An operating system is free to do what it chooses once it has been loaded by the BIOS. An operating system may overwrite the disk and console ID numbers at addresses 0x0000 and 0x0001 with its own data if desired; those addresses are only special during hardware initialization and can be used as ordinary memory locations subsequently. The same is true of addresses 0x0400 through 0x04FF; while the hardware copies the BIOS code into these locations during initialization, once the operating system is running the BIOS is generally no longer needed and may be erased and the RAM reused for other purposes (though the OS may prefer to keep the BIOS intact in order to provide a “reboot” command, which would simply disable the Redbus window and external memory window and jump to address 0x0400).

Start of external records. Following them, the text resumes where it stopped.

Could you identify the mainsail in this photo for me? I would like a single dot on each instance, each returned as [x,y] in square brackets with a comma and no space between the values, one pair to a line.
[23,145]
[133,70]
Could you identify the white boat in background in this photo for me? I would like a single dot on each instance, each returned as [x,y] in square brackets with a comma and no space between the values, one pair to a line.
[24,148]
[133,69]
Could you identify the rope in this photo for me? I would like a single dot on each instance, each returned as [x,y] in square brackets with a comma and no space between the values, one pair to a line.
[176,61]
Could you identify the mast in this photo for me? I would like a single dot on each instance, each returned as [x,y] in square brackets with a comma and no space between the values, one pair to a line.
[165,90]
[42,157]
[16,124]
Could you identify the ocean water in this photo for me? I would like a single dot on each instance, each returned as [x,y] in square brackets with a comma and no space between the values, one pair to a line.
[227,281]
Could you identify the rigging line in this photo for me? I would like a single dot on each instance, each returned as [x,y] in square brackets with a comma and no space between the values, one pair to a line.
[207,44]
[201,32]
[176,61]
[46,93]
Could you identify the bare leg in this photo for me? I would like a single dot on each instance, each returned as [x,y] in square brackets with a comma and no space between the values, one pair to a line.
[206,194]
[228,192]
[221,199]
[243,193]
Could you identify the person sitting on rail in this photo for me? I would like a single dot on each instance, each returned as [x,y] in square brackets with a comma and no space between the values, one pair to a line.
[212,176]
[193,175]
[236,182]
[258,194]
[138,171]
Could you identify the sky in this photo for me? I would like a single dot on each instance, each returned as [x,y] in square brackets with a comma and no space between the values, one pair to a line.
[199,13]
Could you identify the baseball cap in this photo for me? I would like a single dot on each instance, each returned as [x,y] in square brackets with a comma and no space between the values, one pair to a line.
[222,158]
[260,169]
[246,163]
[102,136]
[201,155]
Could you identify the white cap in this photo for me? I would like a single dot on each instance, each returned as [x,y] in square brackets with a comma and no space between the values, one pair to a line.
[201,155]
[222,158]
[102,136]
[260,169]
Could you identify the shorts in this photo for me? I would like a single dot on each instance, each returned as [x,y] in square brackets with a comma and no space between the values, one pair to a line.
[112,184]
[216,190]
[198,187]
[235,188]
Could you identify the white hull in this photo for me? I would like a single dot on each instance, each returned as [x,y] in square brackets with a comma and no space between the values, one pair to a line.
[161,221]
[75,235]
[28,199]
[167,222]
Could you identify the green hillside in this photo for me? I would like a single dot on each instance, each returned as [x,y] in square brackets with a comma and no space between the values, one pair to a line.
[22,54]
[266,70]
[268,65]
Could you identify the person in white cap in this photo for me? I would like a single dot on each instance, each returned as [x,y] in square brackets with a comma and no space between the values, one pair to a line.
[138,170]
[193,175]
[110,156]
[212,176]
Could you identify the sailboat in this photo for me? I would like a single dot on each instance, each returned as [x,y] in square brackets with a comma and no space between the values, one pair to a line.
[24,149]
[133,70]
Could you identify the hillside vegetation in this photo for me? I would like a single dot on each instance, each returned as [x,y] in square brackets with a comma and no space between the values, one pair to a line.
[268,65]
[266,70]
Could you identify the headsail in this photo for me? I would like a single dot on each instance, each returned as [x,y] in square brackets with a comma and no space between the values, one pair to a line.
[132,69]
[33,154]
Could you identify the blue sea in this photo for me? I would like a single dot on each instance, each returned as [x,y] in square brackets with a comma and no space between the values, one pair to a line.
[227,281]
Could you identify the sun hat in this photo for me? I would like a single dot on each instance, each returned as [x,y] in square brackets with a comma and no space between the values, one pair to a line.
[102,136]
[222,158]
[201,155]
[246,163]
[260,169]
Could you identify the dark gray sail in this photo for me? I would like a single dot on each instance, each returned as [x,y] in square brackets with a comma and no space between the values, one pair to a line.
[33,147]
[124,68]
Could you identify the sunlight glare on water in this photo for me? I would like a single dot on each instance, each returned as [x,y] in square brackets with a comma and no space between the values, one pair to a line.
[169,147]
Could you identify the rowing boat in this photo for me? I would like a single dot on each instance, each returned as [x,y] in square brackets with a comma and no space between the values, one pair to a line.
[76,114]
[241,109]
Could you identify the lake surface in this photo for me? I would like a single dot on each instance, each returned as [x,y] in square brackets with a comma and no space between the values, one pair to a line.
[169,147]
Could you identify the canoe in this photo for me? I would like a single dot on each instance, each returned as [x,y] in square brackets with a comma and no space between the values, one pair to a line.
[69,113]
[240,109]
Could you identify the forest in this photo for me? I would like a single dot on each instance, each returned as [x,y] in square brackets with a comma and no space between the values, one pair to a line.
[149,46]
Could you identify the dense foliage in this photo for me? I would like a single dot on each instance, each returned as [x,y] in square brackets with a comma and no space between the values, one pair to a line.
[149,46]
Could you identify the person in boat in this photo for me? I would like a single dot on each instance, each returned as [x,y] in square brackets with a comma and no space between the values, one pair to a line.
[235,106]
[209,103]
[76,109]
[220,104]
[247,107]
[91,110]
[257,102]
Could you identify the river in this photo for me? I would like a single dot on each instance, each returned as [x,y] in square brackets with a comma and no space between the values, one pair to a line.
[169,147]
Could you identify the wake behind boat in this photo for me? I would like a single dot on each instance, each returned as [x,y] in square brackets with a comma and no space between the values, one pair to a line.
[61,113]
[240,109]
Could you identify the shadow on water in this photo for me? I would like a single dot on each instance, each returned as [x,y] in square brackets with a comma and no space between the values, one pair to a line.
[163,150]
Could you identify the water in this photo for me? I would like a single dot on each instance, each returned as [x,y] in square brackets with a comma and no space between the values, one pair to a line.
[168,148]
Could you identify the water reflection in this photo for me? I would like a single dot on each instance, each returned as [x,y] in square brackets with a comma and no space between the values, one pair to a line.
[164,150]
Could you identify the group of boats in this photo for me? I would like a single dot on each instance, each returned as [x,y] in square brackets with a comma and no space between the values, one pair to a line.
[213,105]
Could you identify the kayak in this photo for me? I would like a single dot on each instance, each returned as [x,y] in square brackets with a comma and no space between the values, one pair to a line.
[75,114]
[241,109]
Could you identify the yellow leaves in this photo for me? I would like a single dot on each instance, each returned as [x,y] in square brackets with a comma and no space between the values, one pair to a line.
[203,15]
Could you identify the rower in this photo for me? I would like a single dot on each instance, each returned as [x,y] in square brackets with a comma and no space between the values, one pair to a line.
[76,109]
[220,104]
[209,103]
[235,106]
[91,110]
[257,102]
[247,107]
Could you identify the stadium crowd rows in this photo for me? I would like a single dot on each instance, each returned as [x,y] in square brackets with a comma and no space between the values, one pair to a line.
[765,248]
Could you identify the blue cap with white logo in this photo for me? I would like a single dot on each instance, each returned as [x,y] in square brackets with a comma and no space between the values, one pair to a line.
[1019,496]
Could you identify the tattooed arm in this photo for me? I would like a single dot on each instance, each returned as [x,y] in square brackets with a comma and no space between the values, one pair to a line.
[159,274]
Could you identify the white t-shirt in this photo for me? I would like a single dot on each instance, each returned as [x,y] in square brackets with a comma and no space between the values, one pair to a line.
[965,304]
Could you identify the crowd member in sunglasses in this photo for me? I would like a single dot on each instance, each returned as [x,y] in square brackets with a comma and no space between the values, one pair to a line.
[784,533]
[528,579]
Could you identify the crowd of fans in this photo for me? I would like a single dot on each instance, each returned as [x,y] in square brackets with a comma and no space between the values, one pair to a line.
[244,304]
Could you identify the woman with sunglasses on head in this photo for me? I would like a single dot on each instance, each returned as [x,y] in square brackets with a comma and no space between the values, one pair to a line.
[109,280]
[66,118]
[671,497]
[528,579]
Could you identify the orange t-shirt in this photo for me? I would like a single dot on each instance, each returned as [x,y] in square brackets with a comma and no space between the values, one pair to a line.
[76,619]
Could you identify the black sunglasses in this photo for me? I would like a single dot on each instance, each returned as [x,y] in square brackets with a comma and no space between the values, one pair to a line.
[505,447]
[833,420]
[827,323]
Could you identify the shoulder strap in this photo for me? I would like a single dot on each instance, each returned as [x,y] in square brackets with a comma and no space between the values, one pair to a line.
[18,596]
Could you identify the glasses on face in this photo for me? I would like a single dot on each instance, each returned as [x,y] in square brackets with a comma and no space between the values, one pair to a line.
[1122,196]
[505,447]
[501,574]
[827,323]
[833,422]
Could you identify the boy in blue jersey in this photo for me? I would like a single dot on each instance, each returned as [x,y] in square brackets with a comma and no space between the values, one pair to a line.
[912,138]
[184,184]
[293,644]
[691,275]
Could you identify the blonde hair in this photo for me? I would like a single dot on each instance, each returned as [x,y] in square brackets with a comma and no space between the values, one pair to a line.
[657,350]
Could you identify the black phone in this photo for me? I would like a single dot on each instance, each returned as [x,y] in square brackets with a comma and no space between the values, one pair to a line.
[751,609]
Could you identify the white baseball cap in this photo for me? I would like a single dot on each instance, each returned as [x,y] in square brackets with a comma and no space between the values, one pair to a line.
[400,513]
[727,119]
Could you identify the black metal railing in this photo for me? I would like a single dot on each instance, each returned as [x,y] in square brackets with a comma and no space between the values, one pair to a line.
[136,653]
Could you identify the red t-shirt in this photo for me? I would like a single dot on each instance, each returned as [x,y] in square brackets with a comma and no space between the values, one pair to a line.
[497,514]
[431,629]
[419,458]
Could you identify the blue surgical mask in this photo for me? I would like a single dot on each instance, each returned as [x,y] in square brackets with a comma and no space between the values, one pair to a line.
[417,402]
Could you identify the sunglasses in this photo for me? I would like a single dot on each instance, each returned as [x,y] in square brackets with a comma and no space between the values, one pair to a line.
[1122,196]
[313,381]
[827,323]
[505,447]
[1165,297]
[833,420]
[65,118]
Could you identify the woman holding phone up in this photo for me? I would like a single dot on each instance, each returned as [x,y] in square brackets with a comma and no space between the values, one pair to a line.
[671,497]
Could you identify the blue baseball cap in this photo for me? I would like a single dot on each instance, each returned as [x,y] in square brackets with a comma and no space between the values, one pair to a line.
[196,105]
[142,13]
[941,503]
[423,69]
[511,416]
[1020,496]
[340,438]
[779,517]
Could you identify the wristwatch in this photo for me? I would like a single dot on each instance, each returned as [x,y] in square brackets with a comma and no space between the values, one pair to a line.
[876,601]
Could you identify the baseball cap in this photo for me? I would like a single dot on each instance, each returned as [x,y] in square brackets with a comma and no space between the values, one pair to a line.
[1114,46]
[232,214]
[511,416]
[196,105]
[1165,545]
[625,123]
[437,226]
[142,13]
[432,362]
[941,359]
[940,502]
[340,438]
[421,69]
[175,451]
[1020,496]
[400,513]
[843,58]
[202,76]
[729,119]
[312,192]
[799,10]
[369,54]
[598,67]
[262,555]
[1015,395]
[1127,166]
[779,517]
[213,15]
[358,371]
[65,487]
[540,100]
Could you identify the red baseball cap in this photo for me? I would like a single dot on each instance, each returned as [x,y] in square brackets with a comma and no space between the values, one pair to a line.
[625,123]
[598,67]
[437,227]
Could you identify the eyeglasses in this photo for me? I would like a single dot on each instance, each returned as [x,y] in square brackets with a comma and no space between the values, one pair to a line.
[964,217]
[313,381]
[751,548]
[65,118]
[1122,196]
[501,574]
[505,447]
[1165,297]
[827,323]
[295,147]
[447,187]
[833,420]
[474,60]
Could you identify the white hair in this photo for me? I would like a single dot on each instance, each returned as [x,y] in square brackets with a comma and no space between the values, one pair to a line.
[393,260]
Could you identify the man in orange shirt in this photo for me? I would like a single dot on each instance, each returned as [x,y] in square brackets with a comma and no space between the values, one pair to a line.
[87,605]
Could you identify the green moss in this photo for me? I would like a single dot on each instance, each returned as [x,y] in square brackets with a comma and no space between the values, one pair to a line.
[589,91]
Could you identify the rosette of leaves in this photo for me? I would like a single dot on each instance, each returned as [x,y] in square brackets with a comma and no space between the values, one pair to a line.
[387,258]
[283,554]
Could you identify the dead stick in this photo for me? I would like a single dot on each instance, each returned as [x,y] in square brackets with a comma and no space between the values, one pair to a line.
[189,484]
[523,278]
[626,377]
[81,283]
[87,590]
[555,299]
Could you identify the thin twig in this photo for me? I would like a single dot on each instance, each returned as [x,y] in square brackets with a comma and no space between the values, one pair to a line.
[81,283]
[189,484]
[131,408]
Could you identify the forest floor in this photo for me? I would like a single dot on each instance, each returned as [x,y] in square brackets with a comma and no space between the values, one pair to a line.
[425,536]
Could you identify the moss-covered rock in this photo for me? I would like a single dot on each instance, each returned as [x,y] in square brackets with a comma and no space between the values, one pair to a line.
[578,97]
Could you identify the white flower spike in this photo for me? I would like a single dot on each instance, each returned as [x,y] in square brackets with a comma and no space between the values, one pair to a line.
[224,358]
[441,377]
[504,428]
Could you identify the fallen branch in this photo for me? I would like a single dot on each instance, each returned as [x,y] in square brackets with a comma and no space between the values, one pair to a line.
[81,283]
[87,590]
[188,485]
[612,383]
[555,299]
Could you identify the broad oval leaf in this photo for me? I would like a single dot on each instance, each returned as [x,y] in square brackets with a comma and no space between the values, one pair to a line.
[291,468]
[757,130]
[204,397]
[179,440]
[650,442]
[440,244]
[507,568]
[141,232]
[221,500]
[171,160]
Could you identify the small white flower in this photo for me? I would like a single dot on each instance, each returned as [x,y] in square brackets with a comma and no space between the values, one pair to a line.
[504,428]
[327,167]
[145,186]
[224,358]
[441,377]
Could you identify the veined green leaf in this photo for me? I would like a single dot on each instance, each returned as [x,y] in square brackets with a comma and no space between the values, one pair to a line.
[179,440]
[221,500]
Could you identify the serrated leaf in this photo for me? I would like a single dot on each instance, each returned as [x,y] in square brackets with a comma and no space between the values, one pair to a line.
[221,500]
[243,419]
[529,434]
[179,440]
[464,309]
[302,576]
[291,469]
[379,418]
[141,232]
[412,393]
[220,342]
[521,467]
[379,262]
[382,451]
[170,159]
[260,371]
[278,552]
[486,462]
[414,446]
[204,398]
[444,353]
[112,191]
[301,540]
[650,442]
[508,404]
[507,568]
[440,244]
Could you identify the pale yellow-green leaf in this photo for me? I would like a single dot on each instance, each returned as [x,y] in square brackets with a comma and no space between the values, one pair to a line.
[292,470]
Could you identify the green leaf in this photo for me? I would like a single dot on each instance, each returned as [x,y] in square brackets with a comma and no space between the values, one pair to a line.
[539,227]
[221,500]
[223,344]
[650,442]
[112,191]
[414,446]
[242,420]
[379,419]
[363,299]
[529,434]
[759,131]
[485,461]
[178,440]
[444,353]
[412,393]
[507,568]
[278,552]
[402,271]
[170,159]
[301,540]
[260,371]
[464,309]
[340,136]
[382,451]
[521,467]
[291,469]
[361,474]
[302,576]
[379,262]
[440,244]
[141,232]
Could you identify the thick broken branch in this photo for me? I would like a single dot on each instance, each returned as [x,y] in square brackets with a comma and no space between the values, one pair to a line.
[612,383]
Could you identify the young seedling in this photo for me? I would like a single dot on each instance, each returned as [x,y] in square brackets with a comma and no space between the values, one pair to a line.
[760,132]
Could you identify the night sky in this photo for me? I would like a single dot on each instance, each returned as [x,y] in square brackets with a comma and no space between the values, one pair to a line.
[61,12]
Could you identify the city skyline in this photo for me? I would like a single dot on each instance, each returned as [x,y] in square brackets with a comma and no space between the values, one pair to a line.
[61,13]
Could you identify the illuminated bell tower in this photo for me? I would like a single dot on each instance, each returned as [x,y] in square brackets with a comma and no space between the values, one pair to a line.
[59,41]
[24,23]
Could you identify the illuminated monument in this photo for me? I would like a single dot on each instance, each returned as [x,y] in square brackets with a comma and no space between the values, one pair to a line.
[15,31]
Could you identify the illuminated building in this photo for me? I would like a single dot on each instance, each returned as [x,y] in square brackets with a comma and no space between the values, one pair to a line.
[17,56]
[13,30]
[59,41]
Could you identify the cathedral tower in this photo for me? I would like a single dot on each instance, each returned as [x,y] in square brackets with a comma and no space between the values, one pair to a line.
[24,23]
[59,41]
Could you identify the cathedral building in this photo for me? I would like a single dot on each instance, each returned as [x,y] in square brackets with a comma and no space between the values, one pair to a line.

The Forth MineOS operating system sets up a P stack at 0x0100 through 0x01FF using the S register as a stack pointer, an R stack at 0x0200 through 0x02FF using the R register as a stack pointer, the Redbus window at 0x0300 through 0x03FF, and the external memory mapped window at 0x0400 through 0x04FF (as documented here), but there is no requirement that a custom operating system use these same addresses.